Meghan Markle Troll Accused of Posing as Black Woman Has Second Account Suspended

A Meghan Markle troll's back-up account has been suspended by Twitter after accusations she posed as a black woman.

Data analysts at Bot Sentinel have been investigating anti-Meghan accounts on the platform and say there is evidence of a co-ordinated campaign against her.

The company's founder Christopher Bouzy says the firm has evidence one particular anonymous account, @StandupforKate, belonged to a "middle aged white woman" who described herself as "a proud black woman."

Bouzy wrote on Twitter: "This person isn't a Black woman, she is a middle-aged White woman pretending to be Black. Eventually, we will release a report on digital black face."

Twitter suspended the account yesterday, November 23, telling Newsweek it violated rules on platform manipulation and spam.

Since then, a second account, @meghanmarkliar, belonging to the same person has now also been suspended, Bouzy told Newsweek.

On Twitter, he wrote: "Unfortunately for the hate accounts, we monitor their activity. So tweeting conspiracy theories can be easily debunked with data. StandupforKate had another account: Meghanmarkliar."

The Duchess of Sussex last year told the Teenager Therapy podcast of the impact social media trolling had on her.

Meghan said: "I'm told that in 2019 I was the most trolled person in the entire world—male or female. Now eight months of that I wasn't even visible.
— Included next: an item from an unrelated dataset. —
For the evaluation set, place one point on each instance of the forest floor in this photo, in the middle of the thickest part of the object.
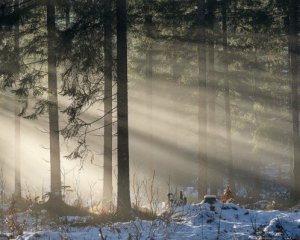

"I was on maternity leave or with a baby but what was able to just be manufactured and churned out, it's almost unsurvivable."

Research by Bot Sentinel suggests 70 percent of negative Twitter posts come from 83 accounts.

Further research by the company identified a network of 245 inauthentic accounts that all followed the same Meghan troll.

Meghan and Prince Harry have repeatedly spoken out about social media, including at the recent New York Times Deal Book summit, on November 9.

The duchess told the event: "One of the things that seems like such an easy solve from my lens, if you look at Instagram for example, there's a like button and then there's comments.

"So if you disagree with something you have to comment on it in a really vitriolic way. If there was a dislike button wouldn't that hugely shift what you were putting out there, because you could just like it or just dislike it.

"Now you have to like it or say something negative. It is just adding to this really unfortunate cycle that I think is having an unfortunate effect on women across the world."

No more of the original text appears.